Make sure they’ve got a comfortable bed and mattress for their age and development, and that they have good quality bedding to encourage a snuggly snooze.
Improving their sleep hygiene and making sure they get the rest they need means making changes not just to their bedtime routine, but to their habits throughout the day. We’ve already mentioned limiting caffeine consumption to earlier in the day, but there are so many more things you can and should do to ensure sweet dreams for the whole family:
Daily exercise is vital for kids and adults alike, and it will make a huge difference for your little one’s sleep hygiene. Exercise helps them burn energy, whether it’s a walk around the neighbourhood, sports, or just some time jumping on the trampoline. Going to bed having not burned that energy earlier in the day will make a for a restless night.
Aim to keep exercise in the earlier hours of the day. As they get older, they’ll start doing after school sports and they’ll be active throughout the day, but you just need to make sure they’ve got a few hours to cool off and wind down before bedtime.
Screens can be overstimulating and the light they emit will prevent the body from producing melatonin. Because of this, you should make sure their screen time, whether its TV, a computer, a tablet or a phone, ends at least an hour before bedtime. Get them out of the habit of relying on screens to unwind, and instead use the hours before bedtime for relaxing activities like reading, taking a bath, and listening to calming music.
It’s so important to make sure they’re eating well and limit their sugar consumption as much as you can. On top of healthy eating, eating at the right time is also essential for a good night’s sleep. Our bodies need time to digest food before we go to bed, so it’s recommended that kids don’t eat a big meal within three hours of bedtime.
Part of creating the right environment for your kids to sleep well is helping associate their bed and their bedroom with rest. That means that you should limit the time they spend in or on their bed to when they’re going to sleep. If you want a cosy place for them to sit, play, read and relax during the day, go for a daybed instead. If they spend too much time on their regular bed, they won’t associate it with sleep.
On the other end, spending too much time lying down or falling asleep on the sofa or elsewhere can have the same effect. So, it’s important to reinforce the idea that the bed is for sleeping, the sofa is for sitting. Discourage them from lying down when it isn’t naptime or bedtime, this is good for their sleep hygiene and their physical and mental wellbeing in general.
This also means making sure to limit those weekend lie-ins – especially once they’re teenagers with busy schedules.
Establishing a good bedtime routine that you stick to every night, including weekends, will help them foster healthy sleep habits.
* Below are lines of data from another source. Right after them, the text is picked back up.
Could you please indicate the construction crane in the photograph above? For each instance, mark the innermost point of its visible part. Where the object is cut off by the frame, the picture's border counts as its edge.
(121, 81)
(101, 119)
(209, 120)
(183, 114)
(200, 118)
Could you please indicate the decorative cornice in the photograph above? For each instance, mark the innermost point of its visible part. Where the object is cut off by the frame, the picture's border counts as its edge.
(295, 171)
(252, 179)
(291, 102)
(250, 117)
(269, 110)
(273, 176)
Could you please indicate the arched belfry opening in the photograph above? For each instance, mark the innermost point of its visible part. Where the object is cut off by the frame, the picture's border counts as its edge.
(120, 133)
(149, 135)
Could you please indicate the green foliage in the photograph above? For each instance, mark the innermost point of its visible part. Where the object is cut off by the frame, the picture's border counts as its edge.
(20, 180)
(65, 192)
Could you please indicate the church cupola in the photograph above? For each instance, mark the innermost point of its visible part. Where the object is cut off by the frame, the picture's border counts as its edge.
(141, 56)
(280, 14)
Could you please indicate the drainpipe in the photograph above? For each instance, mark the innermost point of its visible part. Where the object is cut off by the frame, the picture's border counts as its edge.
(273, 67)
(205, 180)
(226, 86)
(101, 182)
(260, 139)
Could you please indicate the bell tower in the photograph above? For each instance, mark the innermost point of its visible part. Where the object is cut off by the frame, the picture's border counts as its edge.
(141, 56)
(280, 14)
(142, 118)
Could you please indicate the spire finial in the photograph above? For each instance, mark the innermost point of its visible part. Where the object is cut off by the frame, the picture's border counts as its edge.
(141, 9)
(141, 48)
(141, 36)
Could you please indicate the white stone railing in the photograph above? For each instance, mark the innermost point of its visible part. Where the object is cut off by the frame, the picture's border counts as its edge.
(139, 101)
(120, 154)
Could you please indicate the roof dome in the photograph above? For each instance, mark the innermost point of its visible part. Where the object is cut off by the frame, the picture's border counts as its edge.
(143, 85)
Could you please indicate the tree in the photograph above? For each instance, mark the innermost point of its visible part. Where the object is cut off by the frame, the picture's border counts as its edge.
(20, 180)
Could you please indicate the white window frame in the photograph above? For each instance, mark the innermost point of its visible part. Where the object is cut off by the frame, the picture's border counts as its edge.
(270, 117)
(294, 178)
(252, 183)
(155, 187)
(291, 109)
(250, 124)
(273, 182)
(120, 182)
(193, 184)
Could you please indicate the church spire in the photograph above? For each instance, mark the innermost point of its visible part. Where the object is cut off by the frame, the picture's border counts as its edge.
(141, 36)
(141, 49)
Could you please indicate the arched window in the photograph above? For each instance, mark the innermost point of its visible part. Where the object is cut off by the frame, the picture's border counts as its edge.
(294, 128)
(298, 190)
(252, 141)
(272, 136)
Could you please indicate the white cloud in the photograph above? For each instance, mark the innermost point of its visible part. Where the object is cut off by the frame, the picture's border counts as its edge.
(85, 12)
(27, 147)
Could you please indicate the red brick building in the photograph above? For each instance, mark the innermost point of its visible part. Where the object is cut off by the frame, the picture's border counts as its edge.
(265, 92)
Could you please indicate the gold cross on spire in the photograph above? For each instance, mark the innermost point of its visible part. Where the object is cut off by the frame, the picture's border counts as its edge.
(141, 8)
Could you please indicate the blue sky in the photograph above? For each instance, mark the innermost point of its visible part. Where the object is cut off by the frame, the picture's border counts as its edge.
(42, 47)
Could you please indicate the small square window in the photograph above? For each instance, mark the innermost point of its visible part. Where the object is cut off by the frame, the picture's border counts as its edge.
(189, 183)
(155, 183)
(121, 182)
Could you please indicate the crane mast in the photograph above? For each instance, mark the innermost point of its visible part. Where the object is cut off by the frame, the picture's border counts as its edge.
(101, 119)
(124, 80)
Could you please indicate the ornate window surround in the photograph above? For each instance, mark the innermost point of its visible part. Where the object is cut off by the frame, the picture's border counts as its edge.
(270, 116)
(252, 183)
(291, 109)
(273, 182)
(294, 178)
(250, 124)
They should go to bed at the same time every night, with the same routine leading up to it. Their bedtime routine will include essentials like getting into their PJs, brushing their teeth and using the loo right before bed to prevent them getting up in the middle of the night, as well as calming activities like reading and taking a bath.
Over time they’ll get used to their routine and soon it’ll become second nature.
If you’ve tried all of the above techniques and your child is still struggling to fall asleep, don’t hesitate to reach out to your doctor for further guidance. You want to solve the issue as soon as possible as sleep deprivation can have lasting effects on their wellbeing and development. A medical professional can help you identify the underlying cause of the issue and how to tackle it fast.